Они разговаривали в полной темноте, и теперь уже мать хотела знать как жилось ему, и он говорил ей, что ему жилось неплохо, что он даже заработал много денег, хотя многие тоже умерли на лесоповале — и немцы-трудармейцы, и другие репрессированные — разных национальностей, русские — тоже. Потом, чтобы немного развеселить мать, Аугуст стал рассказывать ей, как он ехал с Буглаевым и пил водку, но мать не смеялась: она только вздыхала часто и говорила: «Слава Богу, что ты меня нашел, Аугуст. Я все время, постоянно, днем и ночью, и даже во сне молилась, чтобы ты был жив. И видишь: Иисус Христос меня услышал. Теперь я буду изо всех сил молиться, чтобы нам Бог и Вальтера вернул. Вдруг и он еще найдется, и мы вернемся в наш дом на Волге, и будет еще столько жизни у вас впереди. Только Беаточку уже не отмолить. Этот проклятый Сталин оказался сильнее Бога… Но о Беате мы будем все время помнить и любить ее, и ей там, на небесах будет хорошо: она ведь знает, что мы ее помним и любим…». Мать замолкала, и Аугуст тоже долго молчал: его снова душили спазмы слез. Так он и уснул в слезах, и проснулся, услышав, как мать поднимается на работу: она здесь, при больничке, совмещала две должности: помогала поварихе и стирала белье.
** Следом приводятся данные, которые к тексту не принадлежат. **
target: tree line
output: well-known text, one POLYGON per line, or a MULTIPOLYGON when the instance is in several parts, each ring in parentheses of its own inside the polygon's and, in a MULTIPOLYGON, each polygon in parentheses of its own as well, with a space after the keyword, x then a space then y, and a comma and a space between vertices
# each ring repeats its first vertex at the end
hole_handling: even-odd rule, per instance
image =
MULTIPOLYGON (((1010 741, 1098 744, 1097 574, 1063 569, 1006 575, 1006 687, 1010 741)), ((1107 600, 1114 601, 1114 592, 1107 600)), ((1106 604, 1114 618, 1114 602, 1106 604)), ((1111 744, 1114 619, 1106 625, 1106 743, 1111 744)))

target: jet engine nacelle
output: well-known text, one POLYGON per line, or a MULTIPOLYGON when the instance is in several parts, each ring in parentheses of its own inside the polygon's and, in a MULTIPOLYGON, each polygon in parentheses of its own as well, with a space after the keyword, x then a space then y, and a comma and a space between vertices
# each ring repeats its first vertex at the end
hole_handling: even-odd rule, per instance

Когда мать вернулась часа через два в свою конуру и принесла сыночку завтрак, Аугуст сказал ей, что хочет забрать ее отсюда. «Куда? Домой, в Поволжье?», — спросила мать с мольбой в голосе.
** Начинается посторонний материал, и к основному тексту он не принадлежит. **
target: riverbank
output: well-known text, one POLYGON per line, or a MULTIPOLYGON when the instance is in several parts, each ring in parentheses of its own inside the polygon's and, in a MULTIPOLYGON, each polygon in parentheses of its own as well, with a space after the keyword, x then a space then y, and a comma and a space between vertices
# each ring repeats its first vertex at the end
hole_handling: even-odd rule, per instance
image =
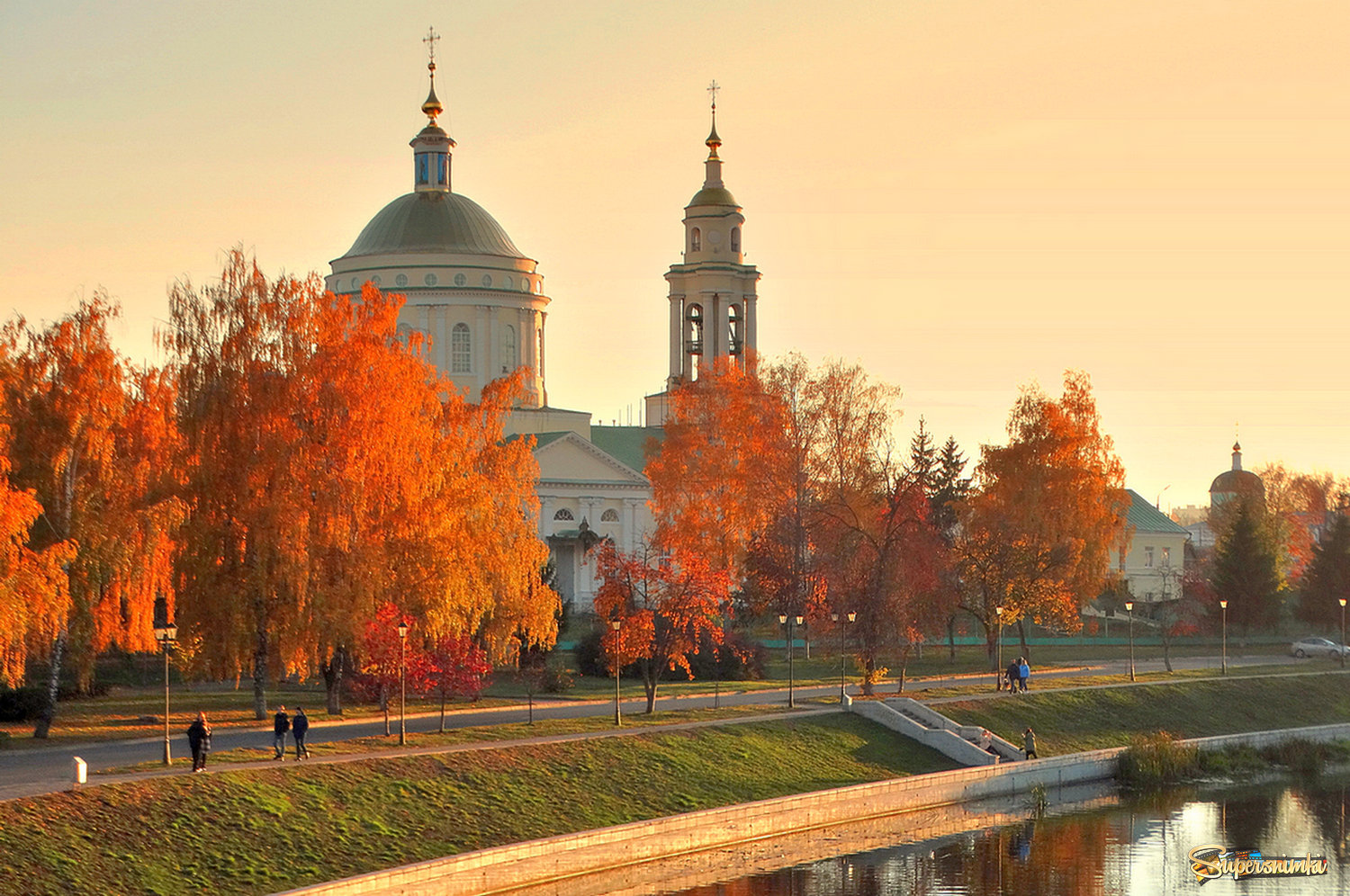
POLYGON ((949 768, 913 741, 828 714, 161 777, 0 806, 0 893, 269 893, 949 768))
— Не знаю пока, мама. Нет, в Поволжье нам пока не разрешено. Найду работу, жилье, и заберу тебя отсюда.
— Может быть, в Челябинске работу найдешь? — предположила мать, — я ведь не хочу уезжать далеко… от Беаточки.
— Попробую, мама. Но Челябинск — стратегический город, военные заводы. Немца вряд ли возьмут.
— А где же возьмут?
— Не знаю. В Казахстане полно работы, и немцы там — везде сейчас. Почти как в Поволжье: одни немцы везде.
— Ах, я не хочу в Казахстан. Там так холодно и уныло. И это так далеко от Волги… И от Беаты…
— Отец там…
— Да, конечно. Аугуст, милый мой мальчик, мне, в концов, все равно: лишь бы ты забрал меня с собой. Я очень устала…
— Я заберу тебя, мама: для этого и искал тебя, для этого и приехал сюда.
В тот же день Аугуст вознамерился вернуться в Челябинск и попробовать счастья на тракторном заводе: он умел водить трактор и разбирался в его устройстве — все-таки он был сельский механизатор, так что — чем черт не шутит.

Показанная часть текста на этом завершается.